Revolution in recycling: Making car tires from rice husk ash
In 2023, Continental became the sole tire supplier of the Extreme E racing series for electric vehicles. Developing a new version of the CrossContact Extreme E tire for the race that started in Saudi Arabia on March 11, Continental goes one step beyond last year's tires in terms of sustainability.
Protecting our nature has become something we are compelled to do rather than something we do preferably do. We should be more kind to nature due to reasons such as increasing global warming and depletion of resources. In this context, sustainability becomes even more important than before. Offering guaranteed performance for all climates and surfaces, the new CrossContact Extreme E tires consist of 43 percent recycled and edible components. Among these components, plant-based raw materials such as rice husk stand out.
Premium tire manufacturer and technology company Continental is supplying a new version of the CrossContact Extreme E tire for the electric Extreme E racing series. The third season of the competition kicked off with the Desert X Prix held in Neom, Saudi Arabia on March 11 and 12. Developed for racing, the new CrossContact Extreme E consists of approximately 43 percent recycled and renewable materials.
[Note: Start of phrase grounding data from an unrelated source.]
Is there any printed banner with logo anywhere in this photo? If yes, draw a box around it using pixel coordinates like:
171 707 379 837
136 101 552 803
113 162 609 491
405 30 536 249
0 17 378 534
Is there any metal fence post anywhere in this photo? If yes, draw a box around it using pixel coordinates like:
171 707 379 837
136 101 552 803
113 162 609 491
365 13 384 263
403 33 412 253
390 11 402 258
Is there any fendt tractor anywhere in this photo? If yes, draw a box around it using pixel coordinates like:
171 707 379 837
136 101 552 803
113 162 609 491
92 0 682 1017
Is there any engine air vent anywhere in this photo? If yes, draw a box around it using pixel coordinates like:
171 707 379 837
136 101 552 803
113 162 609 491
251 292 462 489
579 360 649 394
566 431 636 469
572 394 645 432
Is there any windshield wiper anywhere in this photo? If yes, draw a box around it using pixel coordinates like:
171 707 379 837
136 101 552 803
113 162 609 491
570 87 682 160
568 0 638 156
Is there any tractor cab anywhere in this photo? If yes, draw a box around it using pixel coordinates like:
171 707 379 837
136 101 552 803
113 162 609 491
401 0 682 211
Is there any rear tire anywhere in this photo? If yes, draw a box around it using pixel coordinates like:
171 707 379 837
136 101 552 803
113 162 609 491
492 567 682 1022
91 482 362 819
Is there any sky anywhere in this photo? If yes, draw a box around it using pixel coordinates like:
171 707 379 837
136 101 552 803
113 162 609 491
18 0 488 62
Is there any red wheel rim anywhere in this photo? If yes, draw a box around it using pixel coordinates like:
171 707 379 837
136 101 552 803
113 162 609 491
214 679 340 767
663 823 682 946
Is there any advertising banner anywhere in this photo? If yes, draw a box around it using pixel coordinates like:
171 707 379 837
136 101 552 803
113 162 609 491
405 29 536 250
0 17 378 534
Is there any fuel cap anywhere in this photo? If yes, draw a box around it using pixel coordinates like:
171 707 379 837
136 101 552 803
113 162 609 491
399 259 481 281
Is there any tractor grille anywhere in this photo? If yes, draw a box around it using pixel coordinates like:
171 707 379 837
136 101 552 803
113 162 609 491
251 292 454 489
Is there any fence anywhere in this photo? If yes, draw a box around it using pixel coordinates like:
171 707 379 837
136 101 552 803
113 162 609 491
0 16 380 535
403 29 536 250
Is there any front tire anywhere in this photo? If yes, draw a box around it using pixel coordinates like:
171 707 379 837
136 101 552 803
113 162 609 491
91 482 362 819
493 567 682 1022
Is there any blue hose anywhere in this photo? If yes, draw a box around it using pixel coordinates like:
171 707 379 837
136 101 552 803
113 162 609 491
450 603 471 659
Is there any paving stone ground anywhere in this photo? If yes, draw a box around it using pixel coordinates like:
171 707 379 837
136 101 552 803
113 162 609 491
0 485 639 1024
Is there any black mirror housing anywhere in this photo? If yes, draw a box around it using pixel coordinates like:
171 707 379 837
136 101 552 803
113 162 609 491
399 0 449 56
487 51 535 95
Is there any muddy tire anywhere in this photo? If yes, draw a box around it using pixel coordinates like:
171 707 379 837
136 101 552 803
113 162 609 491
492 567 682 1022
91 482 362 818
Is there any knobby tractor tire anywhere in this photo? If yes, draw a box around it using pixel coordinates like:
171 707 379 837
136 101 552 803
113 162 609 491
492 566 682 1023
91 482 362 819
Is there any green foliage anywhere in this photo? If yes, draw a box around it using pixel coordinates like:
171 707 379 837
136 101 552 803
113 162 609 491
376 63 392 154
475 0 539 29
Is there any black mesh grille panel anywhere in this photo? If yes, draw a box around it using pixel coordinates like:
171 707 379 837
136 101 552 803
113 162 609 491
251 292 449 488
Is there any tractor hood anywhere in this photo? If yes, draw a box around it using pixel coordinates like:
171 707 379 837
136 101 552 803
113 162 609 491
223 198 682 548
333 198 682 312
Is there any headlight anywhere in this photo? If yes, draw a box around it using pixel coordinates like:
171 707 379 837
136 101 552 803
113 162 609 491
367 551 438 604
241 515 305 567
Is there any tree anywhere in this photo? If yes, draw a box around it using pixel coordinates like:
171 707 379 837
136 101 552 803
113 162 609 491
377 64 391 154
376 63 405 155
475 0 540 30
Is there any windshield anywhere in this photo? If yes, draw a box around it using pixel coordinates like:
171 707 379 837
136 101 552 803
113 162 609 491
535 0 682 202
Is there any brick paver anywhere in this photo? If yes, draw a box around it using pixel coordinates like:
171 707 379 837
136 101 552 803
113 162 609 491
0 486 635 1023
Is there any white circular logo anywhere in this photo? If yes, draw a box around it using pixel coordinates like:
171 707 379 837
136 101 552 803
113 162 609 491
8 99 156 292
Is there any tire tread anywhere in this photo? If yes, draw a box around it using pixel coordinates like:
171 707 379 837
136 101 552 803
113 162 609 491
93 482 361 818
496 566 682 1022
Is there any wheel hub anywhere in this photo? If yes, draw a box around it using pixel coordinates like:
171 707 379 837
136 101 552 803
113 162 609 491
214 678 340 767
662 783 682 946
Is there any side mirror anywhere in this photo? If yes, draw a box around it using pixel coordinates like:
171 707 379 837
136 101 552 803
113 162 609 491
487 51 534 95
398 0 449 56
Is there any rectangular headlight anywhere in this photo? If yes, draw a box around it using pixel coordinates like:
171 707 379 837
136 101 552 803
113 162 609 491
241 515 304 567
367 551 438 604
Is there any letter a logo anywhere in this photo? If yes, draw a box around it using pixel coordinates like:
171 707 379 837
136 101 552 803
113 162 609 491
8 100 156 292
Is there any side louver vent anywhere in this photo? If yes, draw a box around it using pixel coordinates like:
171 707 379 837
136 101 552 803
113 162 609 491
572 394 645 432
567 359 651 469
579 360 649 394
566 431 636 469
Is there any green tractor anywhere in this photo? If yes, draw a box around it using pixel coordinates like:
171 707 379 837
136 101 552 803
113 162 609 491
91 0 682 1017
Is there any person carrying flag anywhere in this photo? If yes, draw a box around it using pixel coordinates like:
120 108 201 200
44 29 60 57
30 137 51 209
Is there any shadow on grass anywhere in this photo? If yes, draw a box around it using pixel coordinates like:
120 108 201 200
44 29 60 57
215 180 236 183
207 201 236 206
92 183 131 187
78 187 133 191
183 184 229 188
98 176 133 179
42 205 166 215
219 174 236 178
Among these materials is silica obtained from the ash of rice husk, which is an agricultural waste material. In addition to processed steel and carbon black, Continental integrates polyester yarn from recycled PET bottles into the tire structure. In addition to increasing the use of new, more sustainable solutions, Continental has also reduced the overall weight of the CrossContact Extreme E tire by 2 kg. This feature provides emission savings during the transportation process.
The third generation CrossContact Extreme E also uses ContiRe.Tex technology developed by Continental. This technology; It enables polyester yarn to be produced from used PET bottles that have not been recycled elsewhere, without any intermediate chemical treatment. The bottles used for this technology are only sourced from areas where there is no closed-loop recycling.